At the science and maritime house, we did end up carrying one of our backpacks with our valuables, but that was only because all of the lockers were full. They had huge coat racks set up at the entrance where everyone stowed their outerwear. Everything, including our snack bag, was right where we left it when we returned!
Some of the museums in Denmark had similar policies, as well.
Parks and Outdoor Art
Malmö is full of parks! I wish we had visited in the summer so we could thoroughly enjoy the parks in this city – especially the ones along the ocean.

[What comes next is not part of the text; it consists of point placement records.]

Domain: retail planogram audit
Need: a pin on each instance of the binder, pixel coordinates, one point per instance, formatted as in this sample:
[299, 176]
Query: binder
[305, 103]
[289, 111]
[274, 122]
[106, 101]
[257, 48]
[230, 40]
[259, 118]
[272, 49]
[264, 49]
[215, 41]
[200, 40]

Kungsparken is located next to Malmö Castle. It was full of walking trails and gardens. We found the Castle Mill, also known as the Slottsmöllan.
It’s called Passage by Maha Mustafa. Learn more about her sculptures and art installations here.
It was quite striking to see Passage in person and it made for a good photo opp!
Malmö is a city we’d like to return to and visit during the summer months. It was an interesting mix of old and new in terms of architecture, but the overall vibe seemed young. That makes sense partly because we were surrounded by kids all. day. long, but also because almost half of the area’s population is under the age of 35.
With only a day, we barely scratched the surface of exploring this town, so this is by no means a comprehensive review. For our kids, we crammed just the right amount into our 7 hours. They were happy and tired by the time we boarded the train back to Copenhagen. As parents traveling with kids, you have to know when less is more. We hit the sweet spot and would love the opportunity to go back and explore more of the area and the rest of Sweden too.